A universal data processing framework with multi-format support (CSV, JSON, Parquet, ORC) and intelligent pandas/Dask backend selection

These details have not been verified by PyPI

Project description

ParquetFrame

ParquetFrame Logo

The ultimate Python data processing framework combining intelligent pandas/Dask switching with AI-powered exploration, genomic computing support, and advanced workflow orchestration.

🏆 Production-Ready: Successfully published to PyPI with 334 passing tests, 54% coverage, and comprehensive CI/CD pipeline 🤖 AI-First: Pioneering local LLM integration for privacy-preserving natural language data queries ⚡ Performance-Optimized: Shows 7-90% speed improvements with intelligent memory-aware backend selection

Features

🚀 Intelligent Backend Selection: Memory-aware automatic switching between pandas and Dask based on file size, system resources, and file characteristics

📁 Multi-Format Support: Seamlessly work with CSV, JSON, ORC, and Parquet files with automatic format detection

📁 Smart File Handling: Reads files without requiring extensions - supports .parquet, .pqt, .csv, .tsv, .json, .jsonl, .ndjson, .orc

🔄 Seamless Switching: Convert between pandas and Dask with simple methods

⚡ Full API Compatibility: All pandas/Dask operations work transparently

🗃️ SQL Support: Execute SQL queries on DataFrames using DuckDB with automatic JOIN capabilities

🧬 BioFrame Integration: Genomic interval operations with parallel Dask implementations

🖥️ Powerful CLI: Command-line interface for data exploration, SQL queries, and batch processing

📝 Script Generation: Automatic Python script generation from CLI sessions

⚡ Performance Optimization: Built-in benchmarking tools and intelligent threshold detection

📋 YAML Workflows: Define complex data processing pipelines in YAML with declarative syntax

🤖 AI-Powered Queries: Natural language to SQL conversion using local LLM models (Ollama)

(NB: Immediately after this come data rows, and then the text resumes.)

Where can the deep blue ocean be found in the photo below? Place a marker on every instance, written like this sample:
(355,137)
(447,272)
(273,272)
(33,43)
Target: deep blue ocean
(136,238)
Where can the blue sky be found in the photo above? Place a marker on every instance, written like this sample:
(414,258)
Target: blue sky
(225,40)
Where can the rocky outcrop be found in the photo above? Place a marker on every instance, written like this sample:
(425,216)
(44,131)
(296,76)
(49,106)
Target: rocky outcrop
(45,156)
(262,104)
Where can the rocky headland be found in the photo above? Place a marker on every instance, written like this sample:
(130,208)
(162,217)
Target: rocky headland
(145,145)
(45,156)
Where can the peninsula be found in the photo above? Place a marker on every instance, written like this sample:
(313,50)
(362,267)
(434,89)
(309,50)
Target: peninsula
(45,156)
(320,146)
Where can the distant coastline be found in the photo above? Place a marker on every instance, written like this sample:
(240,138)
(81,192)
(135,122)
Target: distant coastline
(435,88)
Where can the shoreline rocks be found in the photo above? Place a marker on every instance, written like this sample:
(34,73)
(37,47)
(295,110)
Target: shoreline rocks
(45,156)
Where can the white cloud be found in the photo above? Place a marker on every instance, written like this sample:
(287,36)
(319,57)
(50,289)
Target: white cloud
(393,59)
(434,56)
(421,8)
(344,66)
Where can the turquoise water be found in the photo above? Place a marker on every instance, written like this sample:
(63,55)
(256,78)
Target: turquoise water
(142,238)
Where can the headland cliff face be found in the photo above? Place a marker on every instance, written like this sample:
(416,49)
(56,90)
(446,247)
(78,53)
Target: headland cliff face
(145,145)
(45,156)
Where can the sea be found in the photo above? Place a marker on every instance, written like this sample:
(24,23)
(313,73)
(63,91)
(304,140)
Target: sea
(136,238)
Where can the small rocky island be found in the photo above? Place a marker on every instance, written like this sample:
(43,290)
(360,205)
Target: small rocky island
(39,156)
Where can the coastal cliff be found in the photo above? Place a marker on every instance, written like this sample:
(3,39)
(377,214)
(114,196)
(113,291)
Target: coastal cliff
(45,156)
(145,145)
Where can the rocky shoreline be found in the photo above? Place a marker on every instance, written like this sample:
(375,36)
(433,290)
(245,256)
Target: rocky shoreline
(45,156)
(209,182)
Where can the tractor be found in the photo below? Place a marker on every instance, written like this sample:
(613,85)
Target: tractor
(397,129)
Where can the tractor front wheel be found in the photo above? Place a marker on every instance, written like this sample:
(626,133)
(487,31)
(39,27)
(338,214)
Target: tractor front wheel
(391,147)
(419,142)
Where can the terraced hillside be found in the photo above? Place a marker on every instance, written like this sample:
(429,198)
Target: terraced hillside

📋 Interactive Terminal: Rich CLI with command history, autocomplete, and natural language support

🎯 Zero Configuration: Works out of the box with sensible defaults

Quick Start

Installation

# Basic installation
pip install parquetframe

# With CLI support
pip install parquetframe[cli]

# With SQL support (includes DuckDB)
pip install parquetframe[sql]

# With genomics support (includes bioframe)
pip install parquetframe[bio]

# With AI support (includes ollama)
pip install parquetframe[ai]

# All features
pip install parquetframe[all]

# Development installation
pip install parquetframe[dev,all]

Basic Usage

import parquetframe as pf

# Read a file - automatically chooses pandas or Dask based on size
df = pf.read("my_data")  # Handles .parquet/.pqt extensions automatically

# All standard DataFrame operations work
result = df.groupby("column").sum()

# Save without worrying about extensions
df.save("output")  # Saves as output.parquet

# Manual control
df.to_dask()    # Convert to Dask
df.to_pandas()  # Convert to pandas

Multi-Format Support

import parquetframe as pf

# Automatic format detection - works with all supported formats
csv_data = pf.read("sales.csv")        # CSV with automatic delimiter detection
json_data = pf.read("events.json")     # JSON with nested data support
parquet_data = pf.read("users.pqt")    # Parquet for optimal performance
orc_data = pf.read("logs.orc")         # ORC for big data ecosystems

# JSON Lines for streaming data
stream_data = pf.read("events.jsonl")  # Newline-delimited JSON

# TSV files with automatic tab detection
tsv_data = pf.read("data.tsv")         # Tab-separated values

# Manual format override when needed
text_as_csv = pf.read("data.txt", format="csv")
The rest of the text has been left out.